Tim Driver is the principal of Insight High School for Washington state. He has also done notable work in the field of At-Risk Youth. He has coached athletics at the high school level for over 20 years, is a published author, and the punk brother of TommyMom. He is a regular contributor to our community here. For that, we are grateful. He is pictured here in an uber-retro shot with Sons #1-#3.
For this post, it is most beneficial to read the link referenced in Mr. Driver’s first sentence.
A recent study confirms what I have believed all along.
Self esteem is earned, not granted.
I don’t know if it started when every player on every team received a trophy,
or when some schools did away with grades for fear of hurting anyone’s feelings.
Maybe it was neither.
I have no desire to rip the plastic hardware away from a clutching little leaguer.
Rather, it is the philosophy and common themes of adult behavior that are to blame for the generation of entitlement we are experiencing.
Allow for a few snapshot examples:
The aforementioned survey cited that 75% of kids think they will be in the top 20% academically.
Hmmm. Perhaps another math course might be helpful for those that don’t see a problem with that.
Especially when studies show that kids complete less homework overall than their counterparts of the 1970’s.
How much homework gets completed is the furthest issue from the real point.
Kids want better results with less effort.
A recruiting manager for Boeing told me that his sole job is to recruit engineers; one of the more educated professions in our society.
He recently had to undergo training for situations…
where the parents of these engineering candidates…
would either come to interviews with the candidates…
or call to complain when their child didn’t get the position.
Perhaps Boeing should just post Matthew 22:14 on the wall and websites and be done with it.

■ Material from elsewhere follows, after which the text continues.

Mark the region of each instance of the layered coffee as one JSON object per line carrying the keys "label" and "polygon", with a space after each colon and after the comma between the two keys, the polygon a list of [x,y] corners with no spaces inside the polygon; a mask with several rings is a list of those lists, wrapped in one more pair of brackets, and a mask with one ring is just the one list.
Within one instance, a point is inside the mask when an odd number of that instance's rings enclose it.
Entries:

(“Many are called, but few are chosen.”)
This is another example where people want the rewards to be realized but the qualifications to be ignored.
Lack of qualifications are the bulk of the reason for the recent housing crisis.
Fannie Mae and Freddy Mac were created as a solution for people who in many cases…
would not qualify for home ownership the traditional way.
The government wanted people to experience home ownership, even if they didn’t really financially qualify.
Hmmmm…and when that collapsed we shook our heads?
Are you sensing a pattern?
For years psychologists, schools, government, and some parents have subscribed to the notion that any praise, even false in nature, will benefit the psyche of our kids.
NOT SO.
A huge longitudinal study out of New Zealand…
with a sample group of over 200 million students in every major country and 48 out of the 50 states in the U.S. …
showed that “general praise” actually lessened overall student achievement and motivation to succeed.
Conclusion?
Kids know when we’re blowing smoke.
So do adults.
The same study showed that praise that was aimed at specific behaviors and accomplishments however…
had a significant positive effect on motivation and increased success.
Sometimes, in some circumstances, kids have not done anything that they should be proud of or praised for.
In fact, sometimes we should point out where they have fallen short in loving ways…
so that they have a road map as to how to get back on the path to successful habits.
Blowing smoke only makes them more dependent on others.
This is not to suggest that we should be critical fault finders…
just honest realists.
If Suzie doesn’t get an “A”, it doesn’t make her a bad kid, or even a bad student.
It just means if she really wants that “A”, she will have to change her strategy and behaviors to get it.
Criticizing the teacher or blaming a school is not the answer.
Studying the habits of those who receive “A’s”, is a much better use of time.
Overall, kids need encouragement, and recognition of effort…even when the results are not the highest or most desired.
What they don’t need is an inflated, false view of themselves that leads to entitlement, long-term dependence, and blaming behaviors.
Hopefully this will save you a trip to your son or daughter’s next engineering interview.
Next post, I will point out how some folks still don’t get it.
Best,
Tim























This is my favorite post from Tim! I am so sad that he is gone and we won’t get to hear about how some folks still don’t get it. Rest in peace Tim……love to the Driver/Helms families!